Auch das richtige gießen ist bei der Growbox Bewässerung wichtig. Wie viel Wasser eine Pflanze genau braucht hängt davon ab wie groß und alt sie ist und in welcher Lebensphase sie sich befindet. Auch die Sorte spielt eine Rolle. Deswegen ist es nicht möglich pauschale Angaben zu machen.

Statt dessen spielt Erfahrung eine wichtige Rolle und solange man ein paar Regeln befolgt, sollte man keine zu großen Probleme bekommen. Es gibt zwei Fehler, die einem Anfänger häufig passieren: Übergießen und Untergießen.

Übergießen

Beim Übergießen führt man den Pflanzen zu viel Wasser zu. Durch den zu hohen Feuchtigkeitsgehalt können die Wurzeln anfangen zu faulen oder zu schimmeln. Gießt man dazu mit Dünger, kann ein Übergießen auch zu einer Nährstoffvergiftung und zum Versalzen des Bodens führen. Und ob du es glaubst oder nicht, auch Wurzeln brauchen Luft zum atmen. Ist der Boden ständig nass können die Wurzeln regelrecht ertrinken.

Zeigen die Pflanzen Anzeichen von Übergießen solltest du sie sich ein paar Tage erholen lassen. Den nächsten Gießvorgang schiebst du erst mal auf bis du dir sicher bist, dass sie wieder Wasser brauchen.

Untergießen

Untergießen ist meist weniger schlimm als Übergießen. Cannabis ist ein Unkraut und vergleichsweise sehr strapazierfähig. Gießt man zu wenig, können die Wurzeln vertrocknen und sterben ab. Das dauert aber eine Weile und man hat schneller gegossen als das man übergossene Pflanzen trockenlegen kann.
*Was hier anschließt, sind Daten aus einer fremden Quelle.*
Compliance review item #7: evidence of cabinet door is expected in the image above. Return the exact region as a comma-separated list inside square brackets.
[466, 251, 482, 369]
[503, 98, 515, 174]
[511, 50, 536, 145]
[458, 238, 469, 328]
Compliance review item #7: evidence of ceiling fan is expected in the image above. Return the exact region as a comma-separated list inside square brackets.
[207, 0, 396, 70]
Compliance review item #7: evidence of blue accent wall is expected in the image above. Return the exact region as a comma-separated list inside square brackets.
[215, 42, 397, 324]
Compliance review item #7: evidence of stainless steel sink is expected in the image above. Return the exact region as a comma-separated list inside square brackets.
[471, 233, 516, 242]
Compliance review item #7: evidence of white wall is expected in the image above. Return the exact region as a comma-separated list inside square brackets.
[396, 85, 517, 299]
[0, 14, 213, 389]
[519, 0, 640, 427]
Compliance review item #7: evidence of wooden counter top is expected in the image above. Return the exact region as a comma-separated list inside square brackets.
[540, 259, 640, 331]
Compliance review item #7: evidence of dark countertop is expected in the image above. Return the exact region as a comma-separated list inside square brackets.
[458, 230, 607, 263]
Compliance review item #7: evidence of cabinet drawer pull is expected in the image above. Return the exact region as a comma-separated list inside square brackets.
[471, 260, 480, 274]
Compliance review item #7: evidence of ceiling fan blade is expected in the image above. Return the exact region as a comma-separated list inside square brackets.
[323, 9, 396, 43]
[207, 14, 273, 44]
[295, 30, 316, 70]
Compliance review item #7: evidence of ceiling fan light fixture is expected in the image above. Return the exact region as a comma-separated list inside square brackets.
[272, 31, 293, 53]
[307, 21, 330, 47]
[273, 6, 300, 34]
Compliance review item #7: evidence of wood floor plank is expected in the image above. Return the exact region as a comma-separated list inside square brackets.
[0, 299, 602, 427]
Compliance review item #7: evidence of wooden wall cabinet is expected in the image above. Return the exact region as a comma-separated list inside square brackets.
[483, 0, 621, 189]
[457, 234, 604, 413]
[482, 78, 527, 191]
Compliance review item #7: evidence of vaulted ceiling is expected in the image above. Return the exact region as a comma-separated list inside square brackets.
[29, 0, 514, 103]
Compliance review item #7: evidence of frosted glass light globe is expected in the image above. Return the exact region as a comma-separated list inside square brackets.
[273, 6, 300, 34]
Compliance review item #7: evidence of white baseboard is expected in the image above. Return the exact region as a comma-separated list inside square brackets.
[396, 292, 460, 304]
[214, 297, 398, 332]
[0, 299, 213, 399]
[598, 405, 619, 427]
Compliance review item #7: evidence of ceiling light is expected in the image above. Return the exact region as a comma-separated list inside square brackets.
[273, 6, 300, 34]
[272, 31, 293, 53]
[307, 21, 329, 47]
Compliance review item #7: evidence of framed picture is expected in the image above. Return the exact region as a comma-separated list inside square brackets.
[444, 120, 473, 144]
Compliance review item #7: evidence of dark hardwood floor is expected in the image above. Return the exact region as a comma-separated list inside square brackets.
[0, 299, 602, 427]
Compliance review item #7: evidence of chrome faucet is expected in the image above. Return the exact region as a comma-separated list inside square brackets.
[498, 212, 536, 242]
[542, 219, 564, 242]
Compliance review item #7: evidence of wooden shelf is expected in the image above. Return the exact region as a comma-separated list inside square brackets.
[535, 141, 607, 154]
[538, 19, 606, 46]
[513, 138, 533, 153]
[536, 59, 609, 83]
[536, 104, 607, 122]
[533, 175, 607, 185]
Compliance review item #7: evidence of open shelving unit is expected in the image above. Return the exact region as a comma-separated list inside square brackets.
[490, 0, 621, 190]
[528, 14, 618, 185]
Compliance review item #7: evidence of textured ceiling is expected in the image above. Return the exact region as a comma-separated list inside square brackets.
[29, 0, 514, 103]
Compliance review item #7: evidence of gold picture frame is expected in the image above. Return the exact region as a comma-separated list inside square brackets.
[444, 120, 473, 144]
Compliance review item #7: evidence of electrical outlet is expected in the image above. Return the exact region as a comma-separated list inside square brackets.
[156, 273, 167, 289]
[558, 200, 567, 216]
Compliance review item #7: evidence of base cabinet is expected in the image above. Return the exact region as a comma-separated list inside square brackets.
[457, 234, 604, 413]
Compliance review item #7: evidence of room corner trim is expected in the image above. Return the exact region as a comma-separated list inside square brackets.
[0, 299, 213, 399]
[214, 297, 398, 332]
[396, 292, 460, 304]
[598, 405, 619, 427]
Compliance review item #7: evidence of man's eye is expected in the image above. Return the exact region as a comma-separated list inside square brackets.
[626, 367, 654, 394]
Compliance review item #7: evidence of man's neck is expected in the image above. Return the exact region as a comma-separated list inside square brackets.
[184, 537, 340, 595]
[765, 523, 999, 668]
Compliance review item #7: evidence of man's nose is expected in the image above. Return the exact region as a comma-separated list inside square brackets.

Hast du mal vergessen zu gießen solltest du deine Pflanzen aber nicht direkt übergießen. Sobald du gegossen hast, wirst du feststellen, dass sich deine Pflanzen zügig erholen. Sind jedoch bereits Wurzeln abgestorben, kann es einige Tage dauern bis die Pflanze erneut Wachstum zeigt, denn sie muss ihre Energie erst einmal auf die Bildung neuer Wurzeln verwenden, statt neue Blätter und Blüten auszubilden.

Wie viel Wasser ist gut?

Die richtige Menge Wasser ist eine Gefühlssache. Das lässt sich nicht pauschal beantworten, da unterschiedliche Sorten zu unterschiedlichen Wachstumsphasen unterschiedlich viel Wasser benötigen. Auch verschiedene Böden können unterschiedlich viel Wasser speichern.

Es gibt jedoch ein paar Faustregeln. Je kleiner die Pflanze ist, desto weniger Wasser benötigt sie logischer weise. Du solltest so viel gießen, dass der Boden feucht aber nicht nass ist. Du solltest erst dann gießen, wenn die oberen 1-2 cm der Erde schon angetrocknet sind. Bei kleineren Töpfen muss öfter gegossen werden als bei größeren. Bei sehr kleinen Töpfen manchmal sogar 2 mal am Tag.

Während der Anzucht im Torfpallet haben wir jeden Tag mit nur einem kleinen Schluck Wasser gegossen. Nach ein bis eineinhalb Monaten haben die Pflanzen manchmal sogar einen Liter oder mehr bekommen. Achte einfach darauf, dass kein Wasser aus dem Topf läuft und dass die obere Erdschicht trocken ist bevor du das nächste mal gießt und du bist auf der sicheren Seite. Der Rest ist Erfahrung.